Leia a resolução da diretoria colegiada na íntegra aqui.
Cannabis e EM
O único medicamento à base de Cannabis aprovado no país, o Metatyl, é utilizado no tratamento da Esclerose Múltipla, e seu custo chega a R$ 2.000,00. O médico explica que o principal uso da substância em neurologia clínica, em especial para quem vive com EM, é no tratamento de dor e espasticidade, sem ser a primeira opção, uma vez que não é isenta de efeitos colaterais.
“Não há evidências formais, até o momento, que o uso de produtos derivados de cannabis seja neuroprotetor, reduza surtos ou aparecimento de novas lesões em pessoas com EM”, completa.
Para ele, a decisão é positiva, mas é preciso ter atenção: “Mantenho a observação que devemos nos ater às indicações de prescrição, para benefício e segurança daquelas com a indicação correta de uso”.
Segurança do consumidor
A questão da segurança foi um dos pontos de atenção da Spectrum Therapeutics, divisão dedicada à medicina canabinóide da empresa Canopy Growth, em sua nota oficial divulgada: “A decisão da ANVISA é um avanço significativo para os pacientes e profissionais de saúde no Brasil e o crédito deve ser dado aos pacientes e grupos que defenderam a regulamentação. Além do foco contínuo na educação, a Spectrum Therapeutics irá agora revisar as novas regulamentações em detalhe e, uma vez que elas estejam em vigor, esperamos atender os pacientes brasileiros com a mesma qualidade e segurança dos nossos produtos à base de cannabis atualmente usados por mais de 100.000 pacientes em todo o mundo”.
Para Renato Alencar Porto, ex-diretor da Anvisa, a decisão é favorável para a proteção do consumidor. “Com a possibilidade das empresas pedirem a autorização para comercialização, a agência reguladora fará uma análise prévia dos produtos, o que garantirá a qualidade, segurança e eficácia desses produtos.
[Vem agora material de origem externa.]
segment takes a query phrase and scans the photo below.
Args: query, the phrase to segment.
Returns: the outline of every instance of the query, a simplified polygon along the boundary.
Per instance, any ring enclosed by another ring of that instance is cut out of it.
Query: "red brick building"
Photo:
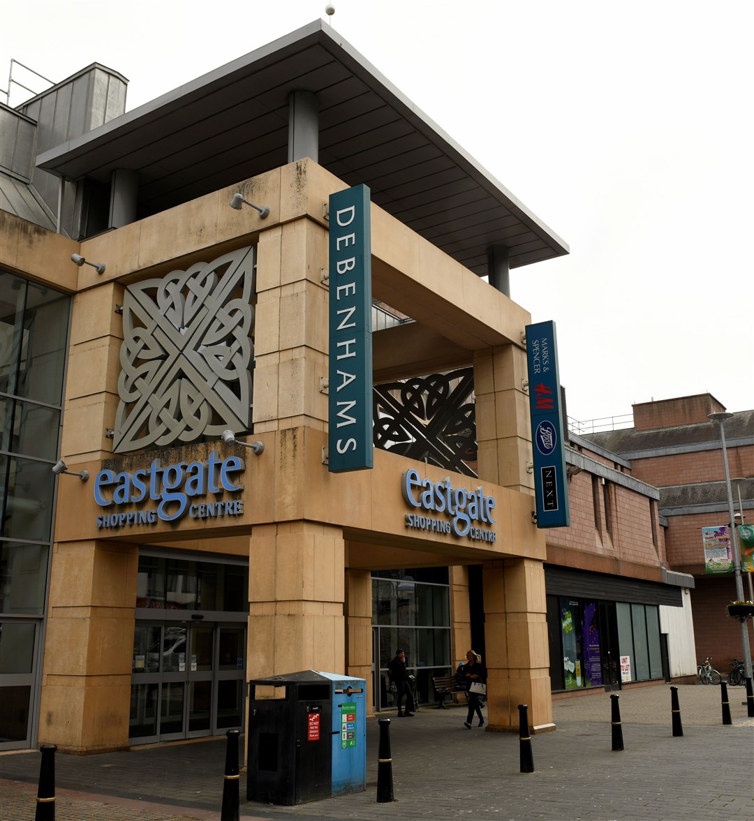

Sem essa avaliação os produtos que eram importados pelos pacientes não sofriam qualquer avaliação da ANVISA, o controle era exercido somente pelos prescritores e pelos próprios pacientes que importavam por diversos canais”, comenta.
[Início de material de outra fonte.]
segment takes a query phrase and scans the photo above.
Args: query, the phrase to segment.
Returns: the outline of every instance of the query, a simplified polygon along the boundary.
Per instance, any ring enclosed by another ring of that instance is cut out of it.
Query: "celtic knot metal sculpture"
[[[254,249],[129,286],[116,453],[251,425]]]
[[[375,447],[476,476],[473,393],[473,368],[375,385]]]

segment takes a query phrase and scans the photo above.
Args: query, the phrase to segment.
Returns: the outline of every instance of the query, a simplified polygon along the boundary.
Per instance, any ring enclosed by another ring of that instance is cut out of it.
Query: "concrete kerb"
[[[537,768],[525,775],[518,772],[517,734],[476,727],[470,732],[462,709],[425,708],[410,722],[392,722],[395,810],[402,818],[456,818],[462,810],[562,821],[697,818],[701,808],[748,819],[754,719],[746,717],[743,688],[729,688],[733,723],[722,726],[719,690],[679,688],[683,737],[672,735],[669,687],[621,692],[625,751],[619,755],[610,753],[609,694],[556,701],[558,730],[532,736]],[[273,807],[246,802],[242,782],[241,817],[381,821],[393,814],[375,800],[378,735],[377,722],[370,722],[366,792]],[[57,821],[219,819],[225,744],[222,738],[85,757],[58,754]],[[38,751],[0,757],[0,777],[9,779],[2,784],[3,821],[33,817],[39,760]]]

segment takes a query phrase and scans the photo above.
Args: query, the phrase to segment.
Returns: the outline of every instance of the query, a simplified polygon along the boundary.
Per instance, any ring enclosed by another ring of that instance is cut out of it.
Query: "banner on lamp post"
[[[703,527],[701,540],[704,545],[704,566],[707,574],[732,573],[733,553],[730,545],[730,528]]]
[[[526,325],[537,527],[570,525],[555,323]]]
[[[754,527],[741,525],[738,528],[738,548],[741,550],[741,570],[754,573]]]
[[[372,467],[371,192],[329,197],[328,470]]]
O acesso, segundo Porto, também será facilitado a partir da decisão, uma vez que os produtos chegarão de maneira mais conveniente e rápida para os pacientes. “Saiu-se de procedimentos de compra individual, quando uma autorização de importação poderia levar até 45 dias, para a situação em que o paciente poderá ir as farmácias/drogarias e comprar seu tratamento imediatamente após a prescrição.”
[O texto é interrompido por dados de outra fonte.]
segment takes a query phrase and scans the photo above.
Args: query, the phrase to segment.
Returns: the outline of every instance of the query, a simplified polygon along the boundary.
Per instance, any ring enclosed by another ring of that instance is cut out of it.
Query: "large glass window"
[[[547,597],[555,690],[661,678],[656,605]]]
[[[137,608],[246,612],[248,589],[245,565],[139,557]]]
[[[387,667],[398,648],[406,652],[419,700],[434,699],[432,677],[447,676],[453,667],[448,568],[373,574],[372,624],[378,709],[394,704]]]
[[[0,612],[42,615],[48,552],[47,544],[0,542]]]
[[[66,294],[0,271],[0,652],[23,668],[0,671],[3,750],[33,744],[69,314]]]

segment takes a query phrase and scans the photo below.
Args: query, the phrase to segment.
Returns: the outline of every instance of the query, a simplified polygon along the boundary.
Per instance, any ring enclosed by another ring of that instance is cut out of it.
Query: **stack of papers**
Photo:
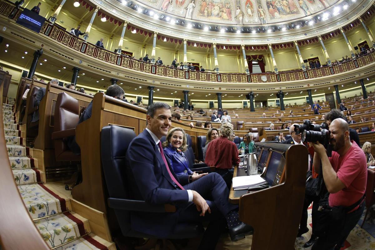
[[[249,187],[266,183],[266,180],[260,177],[260,175],[235,177],[232,180],[232,182],[235,191],[247,189]]]

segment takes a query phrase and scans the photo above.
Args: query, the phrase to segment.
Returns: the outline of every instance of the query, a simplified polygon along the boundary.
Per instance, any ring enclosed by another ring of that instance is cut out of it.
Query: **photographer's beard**
[[[345,135],[342,135],[338,141],[334,138],[330,140],[330,145],[334,151],[337,151],[342,148],[345,145]]]

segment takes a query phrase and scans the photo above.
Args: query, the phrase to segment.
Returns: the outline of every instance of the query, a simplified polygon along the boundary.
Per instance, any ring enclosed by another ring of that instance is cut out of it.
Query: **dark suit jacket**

A previsão é que os produtos cheguem nas prateleiras no primeiro semestre de 2020, e sejam disponibilizados nas farmácias para uso nasal e oral, a partir de soluções oleosas, comprimidos ou líquidos. A comercialização acontecerá apenas em farmácias e drogarias sem manipulação, mediante receita médica controlada. “Os produtos com até 0.2% de THC serão objeto de controle com receituário tipo B, o que permite compra para até 60 dias. Já os produtos com concentração acima de 0,2% de THC terão controle por receituário tipo A, que permite a compra para até 30 dias. Neste último caso estamos falando de pacientes sem alternativas terapêuticas”, explica Porto.
Vale lembrar que a autorização é válida somente para terapias e outras categorias, como cosméticos, não estão autorizadas.